Thursday, May 29, 2025
HomeOpinionA call for balance: Reservation, reform, and the right to opportunity

A call for balance: Reservation, reform, and the right to opportunity

Education has always been regarded as the great equalizer. the one tool through which individuals, regardless of their background, could shape their future. with this belief, I pursued my academic journey with dedication, completing both my Master (M.A) and Bachelor of Education (B.Ed.). As a member belong of the Rengma community, which is small and often left unheard, I knew that I would have to work twice as hard to make a place for myself in the competitive world.
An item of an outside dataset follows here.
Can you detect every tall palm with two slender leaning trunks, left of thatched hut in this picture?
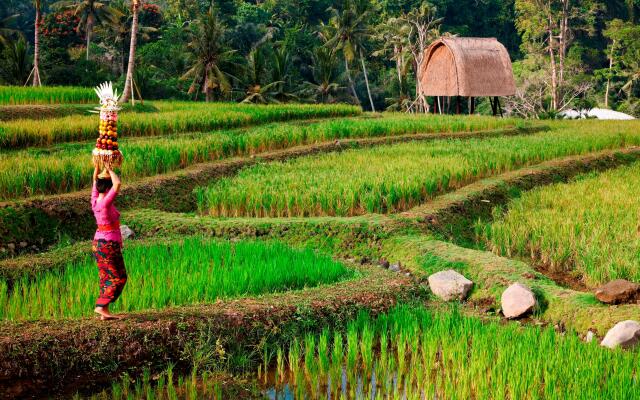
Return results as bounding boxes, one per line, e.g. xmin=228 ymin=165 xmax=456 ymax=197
xmin=326 ymin=0 xmax=375 ymax=111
Throughout my School, college and university, I consistently performed better than many of my peers (although not as a Topper). My marks, attendance, and involvement in academic life all reflected my commitment. I stayed up late preparing for exams, sacrificed time with family, and pushed myself every single day, not because I was competing with others, but because I was competing with my own limitations and dreams.
Yet today, I find myself disheartened and disillusioned.
Many of those who scored significantly lower than me in school, college, and university exams are now holding secure government jobs. They have moved on with stable careers, while I am still struggling, submitting application after application, sitting for exam after exam, and waiting for that one opportunity to prove myself.
I do not blame them. Nor do I oppose the idea of reservation.
Let me say this clearly, I am not against the reservation system, I fully understand why it exists. India’s caste and community-based disparities have historically excluded many from opportunities, and reservation is one of the ways to address that injustice. It is a constitutional provision that has uplifted many and rightly so.
But when a system becomes rigid and starts benefiting only those who have already risen above their challenges, those who now have economic strength, good networks, and access to coaching and guidance it begins to create a new kind of injustice, A silent one. and unfortunately, people like me are at the receiving end of it.
The Rengma community, like several others, is often overshadowed by larger, more politically influential groups. We don’t have strong representation in decision-making spaces, and we lack the socio-political leverage to demand what is due to us. Many of our young people are highly educated, yet unemployed. They are losing faith not just in the system, but in the very idea that hard work matters.
And the emotional toll is not small. Imagine putting in years of effort, only to realize that your qualifications don’t carry the same weight as a certificate of category. Imagine feeling invisible not because you haven’t done enough, but because the system doesn’t recognize your struggles.
This is not a call to end reservation, this is a call to reform it.
To make it more dynamic, more just, and more inclusive.
To ensure that it reflects the current ground realities, not just historical narratives.
We need a reservation policy that includes parameters like income, geographic remoteness, and educational disadvantage factors that cut across community lines. We need a system that identifies and uplifts the actually marginalized, not just the technically eligible.
Our youth deserves better. Our efforts deserve recognition. And our voices deserve to be heard.
I still believe in education. I still believe in fairness. But above all, I believe it’s time for a conversation on how we can build a system where no deserving individual regardless of community is left behind.
This is not a complaint. It is a truth.
This is not an attack. It is a plea.
And this is not anger. It is a cry for justice.